2007 was a really big year. There are four events which have defined this year for me.

1. I learned how to ride a bicycle. Boring right? Not exactly. I'm a 38 year old with cerebral palsy. This happened late in the summer in front of the gasping stares of the neighbors. The bicycle is a miracle event for me in three aspects: it made me closer to and more worshipping of my husband, who is an avid bike rider and, after getting sick of my endless whining convinced me that I could do it. Then, there was just the pure pleasure of riding the bike. Finally, my bicycle has forced me (and others) to think of myself in a new way. Instead of defining myself by what I CAN'T do, something which I've done all me life, and others have been more than happy to go along with, I have had to have sort of a re-adjustment in attitude.

2. My book arrived.

3. Thanks to the poet Robin Art and my wonder boss, Emily, I have had my first semester teaching composition. This has been much different from what I thought it would be, although equally pleasing.

4. I finally (after six years) had the strength to resign from the Department of Education.

There have been smaller things too: hanging out with Jill, Bruce and Reb was great. Meeting Lisa Jarnot changed my life. The death of my poet-friend Mary Higgins. Getting closer to my mother, my grandmother, my son, and my in-laws.

I have some resolutions for 2008. Most of these are centered around poetry.

I have spent this year writing and struggling to find a place to fit in the poetry world -- which is a place that feels very divided to me. The fact that my work doesn't fit into any particular place as made me feel like an outsider of sorts. Some say my work is too experimental, others say it isn't experimental enough. Some people dismiss work because you're a woman, others perhaps because I'm disabled, others because I'm not disabled enough. I've been told that my work is sentimental, or that it's oblique, or that it's perfect and will find a place in the world. My anger has led me to (perhaps unnecessarily) to get in some heated discussions. After a one disaster in particular, I went list-serv free.

What I need to do is find a quietness. I need to separate the ego from the artist. Art is not (or shouldn't be) a way to make friends or find validation in the world. Whether one is in magazine x or magazine y or included in such and such group doesn't make one a better person and it certainly doesn't make one a better artist. There are plenty of 'known' poets who write like shit, and plenty of 'great' poets who never get their due. But, I've bought that mythology. I think most of poets have. If we haven't, why are so many poets (myself included) vying to get in certain journals, certain MFA programs, even certain jobs. Who has come up with the power to convince people that once they are published by x press they've arrived. The truth is the stakes are so little in poetry that there is no arriving. As dad likes to say, poets are not rock stars, you will always be able to go to the grocery store without being recognized.

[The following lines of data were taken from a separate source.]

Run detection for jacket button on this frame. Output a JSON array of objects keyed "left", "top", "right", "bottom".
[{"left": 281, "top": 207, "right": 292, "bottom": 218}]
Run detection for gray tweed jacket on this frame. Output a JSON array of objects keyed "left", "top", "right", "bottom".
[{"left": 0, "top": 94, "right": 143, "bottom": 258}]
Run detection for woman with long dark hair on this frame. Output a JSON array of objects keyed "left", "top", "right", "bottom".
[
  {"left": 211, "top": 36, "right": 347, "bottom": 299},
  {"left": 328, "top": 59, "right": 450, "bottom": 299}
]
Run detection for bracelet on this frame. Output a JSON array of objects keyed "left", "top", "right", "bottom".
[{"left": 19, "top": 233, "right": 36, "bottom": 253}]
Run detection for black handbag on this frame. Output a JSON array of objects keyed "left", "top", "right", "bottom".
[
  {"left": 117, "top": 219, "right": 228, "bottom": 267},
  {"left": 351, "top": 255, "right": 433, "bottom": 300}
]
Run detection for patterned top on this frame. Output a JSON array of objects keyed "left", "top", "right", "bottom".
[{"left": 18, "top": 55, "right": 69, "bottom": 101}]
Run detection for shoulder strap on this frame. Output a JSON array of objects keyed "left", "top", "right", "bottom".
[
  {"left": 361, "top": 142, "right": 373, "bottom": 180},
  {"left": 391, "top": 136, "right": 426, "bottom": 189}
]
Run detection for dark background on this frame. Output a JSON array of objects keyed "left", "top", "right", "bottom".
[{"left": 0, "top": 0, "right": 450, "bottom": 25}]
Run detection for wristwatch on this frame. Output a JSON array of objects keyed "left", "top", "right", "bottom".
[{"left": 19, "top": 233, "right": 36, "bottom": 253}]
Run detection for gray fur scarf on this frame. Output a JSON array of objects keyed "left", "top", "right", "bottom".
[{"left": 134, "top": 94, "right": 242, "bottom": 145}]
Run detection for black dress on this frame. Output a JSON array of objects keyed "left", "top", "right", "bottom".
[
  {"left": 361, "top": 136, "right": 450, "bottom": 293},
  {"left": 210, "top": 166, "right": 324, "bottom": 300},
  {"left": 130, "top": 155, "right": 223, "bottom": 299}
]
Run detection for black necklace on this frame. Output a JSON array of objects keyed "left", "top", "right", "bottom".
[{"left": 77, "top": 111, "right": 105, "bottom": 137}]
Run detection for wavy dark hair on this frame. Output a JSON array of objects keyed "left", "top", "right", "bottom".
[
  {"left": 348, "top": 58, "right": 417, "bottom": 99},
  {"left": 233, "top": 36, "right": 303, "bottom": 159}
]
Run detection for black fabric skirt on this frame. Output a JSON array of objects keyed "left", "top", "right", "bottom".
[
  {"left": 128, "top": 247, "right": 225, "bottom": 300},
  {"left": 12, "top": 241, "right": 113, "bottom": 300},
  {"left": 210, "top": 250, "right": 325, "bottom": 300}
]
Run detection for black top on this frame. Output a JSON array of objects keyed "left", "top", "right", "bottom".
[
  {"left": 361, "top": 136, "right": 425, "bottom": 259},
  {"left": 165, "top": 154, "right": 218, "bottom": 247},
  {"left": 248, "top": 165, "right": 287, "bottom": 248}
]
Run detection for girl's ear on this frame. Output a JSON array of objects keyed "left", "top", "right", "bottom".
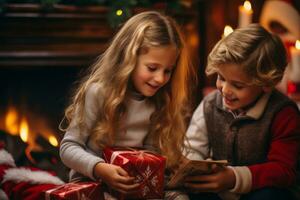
[{"left": 263, "top": 86, "right": 273, "bottom": 93}]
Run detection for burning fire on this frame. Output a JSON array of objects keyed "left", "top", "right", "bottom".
[
  {"left": 19, "top": 118, "right": 29, "bottom": 142},
  {"left": 4, "top": 106, "right": 58, "bottom": 147},
  {"left": 5, "top": 107, "right": 19, "bottom": 135}
]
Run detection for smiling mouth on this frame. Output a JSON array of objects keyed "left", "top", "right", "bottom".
[
  {"left": 147, "top": 83, "right": 159, "bottom": 89},
  {"left": 223, "top": 96, "right": 237, "bottom": 104}
]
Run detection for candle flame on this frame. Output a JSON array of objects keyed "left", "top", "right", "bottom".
[
  {"left": 224, "top": 25, "right": 233, "bottom": 37},
  {"left": 48, "top": 135, "right": 58, "bottom": 147},
  {"left": 295, "top": 40, "right": 300, "bottom": 50},
  {"left": 244, "top": 1, "right": 252, "bottom": 11},
  {"left": 20, "top": 118, "right": 29, "bottom": 142}
]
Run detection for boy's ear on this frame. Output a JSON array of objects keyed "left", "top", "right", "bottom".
[{"left": 263, "top": 86, "right": 273, "bottom": 93}]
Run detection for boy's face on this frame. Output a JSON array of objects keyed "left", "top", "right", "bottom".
[
  {"left": 216, "top": 64, "right": 264, "bottom": 111},
  {"left": 131, "top": 45, "right": 177, "bottom": 97}
]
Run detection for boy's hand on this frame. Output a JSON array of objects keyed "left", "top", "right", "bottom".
[
  {"left": 184, "top": 166, "right": 235, "bottom": 193},
  {"left": 94, "top": 163, "right": 140, "bottom": 194}
]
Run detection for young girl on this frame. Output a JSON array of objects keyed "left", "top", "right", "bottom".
[
  {"left": 60, "top": 11, "right": 190, "bottom": 198},
  {"left": 185, "top": 24, "right": 300, "bottom": 200}
]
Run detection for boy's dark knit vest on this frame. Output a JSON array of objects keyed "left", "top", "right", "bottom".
[{"left": 204, "top": 90, "right": 298, "bottom": 166}]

My perceived (oft real) rejection of my body has seeped into my life as an artist and that's not a good thing. I've been bothered by (poetic) rejection in the past simply perhaps because I see it as an extension of my incapability to fit in as a young woman (in popular circles, in ' normal' circles, even (believe it or not, with disabled the world). My body places me in a strange place. I have all the capabilities of an average person, but I look slightly 'off,' so I can't what we call in the gay world 'pass.'

But, I am finally ready to divide the two. I am not my work and my work is not me. I just happen to be the person who wrote the stuff. Any pleasure or distaste that people get from my work does not have anything to do with Jennifer. I think many, many poets and editors are unable to make this distinction. I know it sounds trite, but it's what I'm dealing with.